The first thing I learned is that agents are consistent at using musts.

That mattered more than the design in my head. If the agent runs musts validate, follows the report, records evidence, and runs musts validate again, the loop is usable. The tool does not need the agent to understand the whole project. It needs the agent to follow the next concrete obligation.

The second thing I learned is that musts can run in CI. The repository already has a musts validate self-check in GitHub Actions, and the ledger lock makes that possible without carrying the whole local evidence store around. I have not yet explored the more interesting version, where an agent acts on that CI feedback, but the boundary is there.

The third thing I learned is that validations split into two groups.

Some checks are deterministic. cargo fmt --check either reports diffs or it does not. A build either succeeds or it does not. Other checks are closer to reminders for the agent: review this UI, validate this flow, attach evidence that this expectation still holds.

Those are still useful, but they are not the same as a compiler check. musts has to support both.

Some checks are hard checks where the capability can validate the evidence mechanically. Others are softer obligations where the value is making the agent stop, look, and record what it did.

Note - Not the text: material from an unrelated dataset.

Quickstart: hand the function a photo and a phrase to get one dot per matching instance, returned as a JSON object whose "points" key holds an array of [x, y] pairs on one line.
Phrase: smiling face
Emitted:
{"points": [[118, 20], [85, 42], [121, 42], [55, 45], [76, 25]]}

The fourth thing I learned is more technical. Walking a repository tree is harder than it sounds.

musts has to find manifests, understand which files belong to which scope, and ignore the right generated or external paths.

It also has to handle nested manifests, keep hashes stable across platforms, and avoid invalidating checks because unrelated files changed.

I had to iterate on that more than once. Paths filters, .mustsignore, workspace resolution, portable scope hashes, and ledger refreshes all came from places where the first simple version was not enough.

That part is not glamorous, but it makes the loop useful. If the tool cannot answer “what changed, and which obligations does that affect?” consistently, the rest does not matter.

The discipline of the loop

What I want from musts is not a smarter agent.

I want fewer project rules living in my head. I want the repository to say what validations apply when a part of the code changes. I want the agent to ask the project what is still pending instead of waiting for me to remember it.

That is the important shift for me. AGENTS.md and skills still matter, but they are not the source of truth for completion. They are context and procedures. The source of truth is the validation loop: what changed, which checks apply, what evidence was recorded, and whether anything is still pending.

That does not remove judgment. Some evidence will still be soft. Some validations will still need an agent, a simulator, a screenshot, a report, or a human review. But it moves the responsibility to the right place.

The project defines the obligation. The agent follows it. I review the result instead of rebuilding the checklist from memory every time.

That is why the rule in the README is the rule I care about:

The task is not done until musts validate is empty.